Nato a Selva dei Molini il 23 luglio 1962, è cresciuto in un maso fra lavori contadini, e poi è diventato meccanico. A meno di trent'anni si è dedicato alla professione di guida alpina, istruttore guide e maestro di sci. Ha aperto 42 nuove vie e effettuato scalate in tutto il mondo, in Marocco, Giordania, Antartide, Groenlandia, Himalaya, Patagonia. Tra le più famose la nuova via sullo Shivling insieme ad Hans Kammerlander e la salita in solitaria del Fitz Roy in sole nove ore nel (anni Novanta). Nel 2003 ha stabilito il record sulla parete nord dell'Eiger in solitaria in 4 ore e mezza.
Il suo segreto? La concentrazione. Così alta, da scalzare perfino stanchezza e paura e da permettergli di dare, in parete, anche più del 100 per cento. "Amo aprire vie nuove perchè devi pensare molto, ragionare sul passaggio. Mi piaceva aprirle molto difficili, senza chiodi a pressione. Ma a volte era troppo: una, per esempio, non è stata mai ripetuta. Oggi i giovani non vogliono più rischiare la vita, ma arrampicare, fare le libere. E per diventare famosi non gli serve il pericolo”.

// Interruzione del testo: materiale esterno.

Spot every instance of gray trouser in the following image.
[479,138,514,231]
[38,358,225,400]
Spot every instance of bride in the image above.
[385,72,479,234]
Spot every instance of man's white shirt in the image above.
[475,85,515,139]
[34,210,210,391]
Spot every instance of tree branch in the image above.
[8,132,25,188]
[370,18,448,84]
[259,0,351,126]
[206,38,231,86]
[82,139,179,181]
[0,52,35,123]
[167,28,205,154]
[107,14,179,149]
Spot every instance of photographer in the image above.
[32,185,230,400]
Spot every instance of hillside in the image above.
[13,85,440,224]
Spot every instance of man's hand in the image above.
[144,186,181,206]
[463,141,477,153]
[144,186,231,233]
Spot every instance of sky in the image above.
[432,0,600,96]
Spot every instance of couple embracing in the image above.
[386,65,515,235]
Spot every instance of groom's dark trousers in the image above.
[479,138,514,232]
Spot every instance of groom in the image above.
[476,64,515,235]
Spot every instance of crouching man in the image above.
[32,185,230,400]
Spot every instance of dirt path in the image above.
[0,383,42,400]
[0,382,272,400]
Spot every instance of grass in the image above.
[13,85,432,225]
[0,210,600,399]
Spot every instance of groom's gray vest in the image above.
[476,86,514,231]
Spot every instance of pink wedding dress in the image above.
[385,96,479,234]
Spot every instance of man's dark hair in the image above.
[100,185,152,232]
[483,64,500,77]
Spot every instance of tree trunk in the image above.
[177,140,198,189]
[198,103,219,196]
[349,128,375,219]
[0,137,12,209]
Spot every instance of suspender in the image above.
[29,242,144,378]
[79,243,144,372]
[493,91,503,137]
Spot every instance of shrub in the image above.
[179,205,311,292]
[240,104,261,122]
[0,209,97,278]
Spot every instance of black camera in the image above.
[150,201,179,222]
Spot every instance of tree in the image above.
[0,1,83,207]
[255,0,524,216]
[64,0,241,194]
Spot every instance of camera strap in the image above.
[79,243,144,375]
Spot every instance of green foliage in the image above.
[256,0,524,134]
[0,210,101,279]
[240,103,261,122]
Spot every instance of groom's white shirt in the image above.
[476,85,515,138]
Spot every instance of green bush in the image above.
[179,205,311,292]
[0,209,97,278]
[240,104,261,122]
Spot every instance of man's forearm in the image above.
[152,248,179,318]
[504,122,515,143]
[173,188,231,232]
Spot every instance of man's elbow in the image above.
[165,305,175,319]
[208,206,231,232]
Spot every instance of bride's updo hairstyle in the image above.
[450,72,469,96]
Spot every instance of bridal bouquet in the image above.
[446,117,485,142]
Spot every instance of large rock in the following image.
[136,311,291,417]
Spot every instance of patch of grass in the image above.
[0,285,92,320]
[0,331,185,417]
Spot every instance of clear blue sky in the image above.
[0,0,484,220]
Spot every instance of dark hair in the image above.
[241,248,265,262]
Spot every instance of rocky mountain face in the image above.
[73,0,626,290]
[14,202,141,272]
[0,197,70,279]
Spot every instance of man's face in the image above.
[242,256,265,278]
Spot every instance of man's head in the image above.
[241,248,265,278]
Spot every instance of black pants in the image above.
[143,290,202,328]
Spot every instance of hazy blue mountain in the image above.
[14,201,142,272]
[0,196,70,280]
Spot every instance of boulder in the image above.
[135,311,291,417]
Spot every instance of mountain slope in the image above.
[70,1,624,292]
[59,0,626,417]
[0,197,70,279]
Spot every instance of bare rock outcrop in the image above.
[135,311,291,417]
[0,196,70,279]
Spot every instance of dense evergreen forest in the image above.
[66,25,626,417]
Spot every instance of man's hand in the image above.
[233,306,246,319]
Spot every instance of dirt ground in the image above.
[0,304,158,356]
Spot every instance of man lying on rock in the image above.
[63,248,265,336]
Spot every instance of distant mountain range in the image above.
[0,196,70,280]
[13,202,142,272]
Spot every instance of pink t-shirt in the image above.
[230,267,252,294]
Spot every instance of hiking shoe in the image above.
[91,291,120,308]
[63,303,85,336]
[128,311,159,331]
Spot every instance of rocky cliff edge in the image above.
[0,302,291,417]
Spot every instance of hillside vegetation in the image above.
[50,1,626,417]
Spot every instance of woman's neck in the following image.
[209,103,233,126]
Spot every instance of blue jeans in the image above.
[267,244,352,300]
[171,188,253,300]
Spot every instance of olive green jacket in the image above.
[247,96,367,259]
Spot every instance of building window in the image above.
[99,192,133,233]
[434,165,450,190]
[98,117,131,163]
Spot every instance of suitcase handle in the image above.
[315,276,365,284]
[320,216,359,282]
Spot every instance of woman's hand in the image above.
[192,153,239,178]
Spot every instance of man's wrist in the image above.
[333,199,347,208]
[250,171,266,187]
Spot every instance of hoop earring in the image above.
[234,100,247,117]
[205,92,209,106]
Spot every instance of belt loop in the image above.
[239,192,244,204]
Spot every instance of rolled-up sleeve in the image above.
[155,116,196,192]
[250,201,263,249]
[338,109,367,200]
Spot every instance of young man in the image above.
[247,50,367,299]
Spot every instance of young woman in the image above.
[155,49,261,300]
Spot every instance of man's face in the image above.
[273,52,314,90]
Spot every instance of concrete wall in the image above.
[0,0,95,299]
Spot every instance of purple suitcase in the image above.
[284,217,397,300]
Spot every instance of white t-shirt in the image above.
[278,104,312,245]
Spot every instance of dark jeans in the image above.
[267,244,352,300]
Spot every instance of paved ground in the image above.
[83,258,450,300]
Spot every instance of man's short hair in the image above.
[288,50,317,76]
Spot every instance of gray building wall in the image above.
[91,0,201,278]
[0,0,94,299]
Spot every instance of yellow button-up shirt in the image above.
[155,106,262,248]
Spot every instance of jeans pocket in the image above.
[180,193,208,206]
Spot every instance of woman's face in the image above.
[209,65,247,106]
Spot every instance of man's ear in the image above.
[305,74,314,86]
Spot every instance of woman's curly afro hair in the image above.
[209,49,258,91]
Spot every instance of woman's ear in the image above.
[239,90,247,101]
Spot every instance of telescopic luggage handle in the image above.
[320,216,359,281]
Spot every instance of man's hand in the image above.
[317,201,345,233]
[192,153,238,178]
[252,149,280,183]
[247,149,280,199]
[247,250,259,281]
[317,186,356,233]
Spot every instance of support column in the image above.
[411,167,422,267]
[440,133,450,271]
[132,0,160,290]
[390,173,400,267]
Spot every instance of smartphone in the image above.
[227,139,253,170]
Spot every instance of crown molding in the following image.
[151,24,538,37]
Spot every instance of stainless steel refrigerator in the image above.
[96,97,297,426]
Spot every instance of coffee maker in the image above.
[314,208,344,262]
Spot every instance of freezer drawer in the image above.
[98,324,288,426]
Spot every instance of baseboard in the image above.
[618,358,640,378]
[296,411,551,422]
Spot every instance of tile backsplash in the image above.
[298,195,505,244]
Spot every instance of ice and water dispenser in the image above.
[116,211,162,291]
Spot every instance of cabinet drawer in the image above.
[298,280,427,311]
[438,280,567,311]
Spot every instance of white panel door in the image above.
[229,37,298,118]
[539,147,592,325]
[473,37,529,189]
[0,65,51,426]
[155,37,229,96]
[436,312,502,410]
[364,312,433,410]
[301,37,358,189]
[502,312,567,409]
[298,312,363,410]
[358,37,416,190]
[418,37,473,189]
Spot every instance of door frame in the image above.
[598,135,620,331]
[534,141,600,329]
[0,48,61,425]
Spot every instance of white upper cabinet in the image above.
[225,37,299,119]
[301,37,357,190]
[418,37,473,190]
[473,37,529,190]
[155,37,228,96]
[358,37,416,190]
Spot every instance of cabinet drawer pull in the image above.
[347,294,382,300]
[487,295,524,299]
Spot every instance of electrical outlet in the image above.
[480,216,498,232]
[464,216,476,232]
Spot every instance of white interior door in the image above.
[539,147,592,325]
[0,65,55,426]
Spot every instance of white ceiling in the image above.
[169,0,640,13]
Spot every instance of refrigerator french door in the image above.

Dicono di lui che ha un istinto innato. Che ha cercato sè stesso, e lo ha trovato. "Non smetterò di essere alpinista nemmeno a settant'anni. Cosa mi spinge a scalare? Semplicemente cerco qualcosa di nuovo. La curiosità di chi si arrampica, muore con lui".
"La sua semplicità e la sua sincerità hanno conquistato tutti stasera - ha detto Sergio Longoni - e fanno di lui uno dei personaggi più apprezzati che sono stati da noi per le serate del ciclo "A tu per tu con i grandi dello sport. E' già stato con noi un paio di volte e confido che ritornerà ancora".